Dr. Yangyang Wu, in the UK Brazing lab involved with the NASA project, at the University of Kentucky on November 4, 2020. Photo by Mark Cornelison | UKphoto

LEXINGTON, Ky. — Toyota, one of the world’s largest automakers, is teaming up with three institutions of higher education in Kentucky to help change the face of engineering.

Toyota announced a $1.7 million investment to increase opportunities for underrepresented students and assist them in earning engineering degrees.

Pending approval from the University of Kentucky Board of Trustees, the gift will be used to establish and support the Toyota Engineering Technology Diversity Scholarship Fund, which will provide annual scholarships for undergraduate students from the University of Kentucky, University of Louisville or Bluegrass Community and Technical College (BCTC).

Preference will be given to students whose ethnic, racial, gender or background would enhance the diversity of their institution, as long as these preferences are narrowly tailored to the university’s achievement of its interest in obtaining the educational benefits of a diverse student body. However, every student who is enrolled in the program, is a Kentucky resident and has unmet financial need will have an opportunity to compete for the scholarship.

“Building a stronger Kentucky will require deliberate and sustainable efforts to provide equal access to quality education. This program will give more people a chance to build great careers in fields like engineering,” Susan Elkington, president of Toyota Motor Manufacturing Kentucky (TMMK), said.  Toyota is committed to providing resources, time and knowledge to help build stronger communities in which we operate. We’re thankful for great education partners that have the same mission.”

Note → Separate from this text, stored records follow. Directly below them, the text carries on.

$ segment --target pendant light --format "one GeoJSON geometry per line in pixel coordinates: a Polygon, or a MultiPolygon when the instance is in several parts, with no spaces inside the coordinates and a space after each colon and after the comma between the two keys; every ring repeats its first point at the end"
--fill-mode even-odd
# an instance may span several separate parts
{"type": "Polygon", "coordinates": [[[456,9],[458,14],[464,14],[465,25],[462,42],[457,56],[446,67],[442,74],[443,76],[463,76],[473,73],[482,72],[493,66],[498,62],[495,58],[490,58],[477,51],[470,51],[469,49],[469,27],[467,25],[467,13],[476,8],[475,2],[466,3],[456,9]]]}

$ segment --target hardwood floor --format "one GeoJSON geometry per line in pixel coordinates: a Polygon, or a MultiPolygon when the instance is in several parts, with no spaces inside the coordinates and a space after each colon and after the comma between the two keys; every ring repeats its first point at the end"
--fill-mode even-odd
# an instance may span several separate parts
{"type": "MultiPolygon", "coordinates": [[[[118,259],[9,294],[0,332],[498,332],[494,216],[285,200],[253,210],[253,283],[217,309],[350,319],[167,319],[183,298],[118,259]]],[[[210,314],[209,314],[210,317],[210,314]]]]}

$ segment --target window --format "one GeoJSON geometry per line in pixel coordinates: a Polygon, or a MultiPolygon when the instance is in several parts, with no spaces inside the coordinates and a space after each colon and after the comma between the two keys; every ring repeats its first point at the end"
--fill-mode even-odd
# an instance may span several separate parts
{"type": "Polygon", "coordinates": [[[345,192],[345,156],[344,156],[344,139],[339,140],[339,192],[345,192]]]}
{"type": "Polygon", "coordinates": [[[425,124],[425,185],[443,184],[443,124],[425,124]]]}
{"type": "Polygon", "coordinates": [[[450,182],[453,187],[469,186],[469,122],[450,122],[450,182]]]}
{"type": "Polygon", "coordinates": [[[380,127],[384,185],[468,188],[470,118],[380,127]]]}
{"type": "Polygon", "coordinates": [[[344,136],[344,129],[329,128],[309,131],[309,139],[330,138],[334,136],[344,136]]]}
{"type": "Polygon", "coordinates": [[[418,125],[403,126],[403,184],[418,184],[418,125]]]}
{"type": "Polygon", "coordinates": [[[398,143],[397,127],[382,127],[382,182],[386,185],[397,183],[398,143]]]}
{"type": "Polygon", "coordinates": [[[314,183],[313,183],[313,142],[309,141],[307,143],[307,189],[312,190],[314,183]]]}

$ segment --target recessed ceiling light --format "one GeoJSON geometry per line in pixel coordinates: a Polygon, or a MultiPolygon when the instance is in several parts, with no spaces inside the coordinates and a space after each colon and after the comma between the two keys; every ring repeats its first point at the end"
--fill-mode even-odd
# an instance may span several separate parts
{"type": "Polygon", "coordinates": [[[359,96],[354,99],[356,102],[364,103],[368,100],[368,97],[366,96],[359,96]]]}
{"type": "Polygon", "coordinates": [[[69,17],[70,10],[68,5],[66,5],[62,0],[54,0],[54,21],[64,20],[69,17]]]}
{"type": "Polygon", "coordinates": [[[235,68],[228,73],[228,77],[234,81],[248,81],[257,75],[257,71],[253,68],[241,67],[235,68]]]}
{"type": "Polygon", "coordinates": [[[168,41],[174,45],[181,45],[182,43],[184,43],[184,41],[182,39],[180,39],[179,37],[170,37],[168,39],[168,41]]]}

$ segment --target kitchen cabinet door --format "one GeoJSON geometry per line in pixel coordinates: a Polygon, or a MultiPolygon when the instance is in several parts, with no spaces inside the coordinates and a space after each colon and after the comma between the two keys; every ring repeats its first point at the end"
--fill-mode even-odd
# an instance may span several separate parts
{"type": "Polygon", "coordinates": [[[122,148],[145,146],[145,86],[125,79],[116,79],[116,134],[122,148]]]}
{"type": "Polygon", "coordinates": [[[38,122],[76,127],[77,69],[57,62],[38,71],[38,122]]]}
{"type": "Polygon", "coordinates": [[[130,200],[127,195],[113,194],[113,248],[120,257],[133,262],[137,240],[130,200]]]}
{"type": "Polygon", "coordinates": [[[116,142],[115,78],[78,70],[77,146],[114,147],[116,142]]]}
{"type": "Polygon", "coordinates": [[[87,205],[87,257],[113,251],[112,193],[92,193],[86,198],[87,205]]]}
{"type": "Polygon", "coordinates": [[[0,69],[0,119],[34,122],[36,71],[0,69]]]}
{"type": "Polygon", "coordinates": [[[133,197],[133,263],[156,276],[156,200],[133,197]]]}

Beginning Fall 2021, 35 students over a five-year period will be selected to receive full-tuition scholarships. In addition to the preferences, participation in the program and Kentucky residency status, recipients will be determined after a review of the applicants’ qualifications, such as academic merit, extracurricular and volunteer activities, and professional goals.

The students will be mentored by Toyota engineers and participate in a paid co-op opportunity with the company earning $17-$21 per hour. Additionally, they will complete two to three co-op rotations that will provide critical hands-on experience.

“Toyota has been a longtime partner of UK, since locating in Kentucky nearly 35 years ago,” Rudolph Buchheit, dean of the UK College of Engineering, said. “This is another example of Toyota seeing a need and stepping up to do something about it. It’s imperative to increase gender and ethnic diversity among our faculty, staff and students.”

“There is critical shortage of women and minorities in the engineering workforce,” Emmanuel Collins, dean of UofL’s J.B. Speed School of Engineering, added. “Toyota’s investment and partnership to help diversify our talent pipeline perfectly aligns with the university’s goals, and we are grateful to be a part of this collaboration.”

Stephen Brennen, vice president of production engineering at PEMC, agrees that strengthening the industry’s talent pipeline and staying ahead of customer demands will require new ways of thinking. “Not only for the continued growth and innovation of the field, but also to help Toyota move forward as we work toward our mobility vision for the future.”

Greg Feeney, BCTC’s provost, echoed the others and added, “Diversity creates rich and productive workplaces and communities. We are pleased to join Toyota and our university partners to create opportunities for students.”